No, no, it didn't stop us from travelling at all, but somewhere in all the extra info about the Eyjafjallajökull volcano I read that the last time it blew there was a spot of global warming over northern Europe and there was an unusually hot summer. Clutching at this straw, I suggested going to the UK for our hols. 

It was fitting that the day we drove onto the moors it was raining. It's not that it was often raining when I went to Dartmoor. In fact my memories are mainly sunny with one extremely foggy, snowy day. No, it was right because it fit the image I had in my head. An image that I had completely failed to express to the Frog. It was high up, flat, the flora was different, the trees were different, there are tors (which I had to explain) and ponies. It was beautiful and savage. But I knew there was something that I was completely missing in my pitiful descriptions. The colours, the smells of course, but there was something else. 

'Stop here,' I announced because there was a place to park and a herd of sheep and goats grazing. We got out the car, woke up the sausage and wrapped her up in her rain coat and began walking towards the Tor. On the way I took some pictures, laughed, waved my arms around at the moor, avoided the sheep, goat and cow poo, and slowly I realised what it was that I had missed. 

'That's what is so different! It's the ground!'

'The moss?' 

'No, yes! When you walk.' 

It's like walking in a pair of brand new Doc Martens. You know, that day when you walk around carefully avoiding all drawing pins (difficult in my profession) and you try to bound higher each step. And yet it is infinitely different, because no matter how wild or cold or covered in sheep droppings, the ground in Dartmoor invites you to lie down and roll around. It's like the most perfect mattress you could ever have. 

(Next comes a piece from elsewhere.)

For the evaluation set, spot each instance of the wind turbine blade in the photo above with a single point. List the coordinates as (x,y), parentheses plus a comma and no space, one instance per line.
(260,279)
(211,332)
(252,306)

We didn't do it though, our toes got a little cold, and our ears began to tingle as the wind whistled by and we sought the refuge of the car. We climbed higher and higher and eventually the sun broke through revealing a beautiful view down to the Burrator reservoir and on our left we spotted a sign for Badger's Holt. 

'Cream Tea!'


Nicky S (Absolute Vanilla) said...

where were you when I was trying to use Dartmoor as one of my settings?!

verilion said...

Didn't I reply? I did, I remember writing stuff, but see, I forgot about the bouncy ground.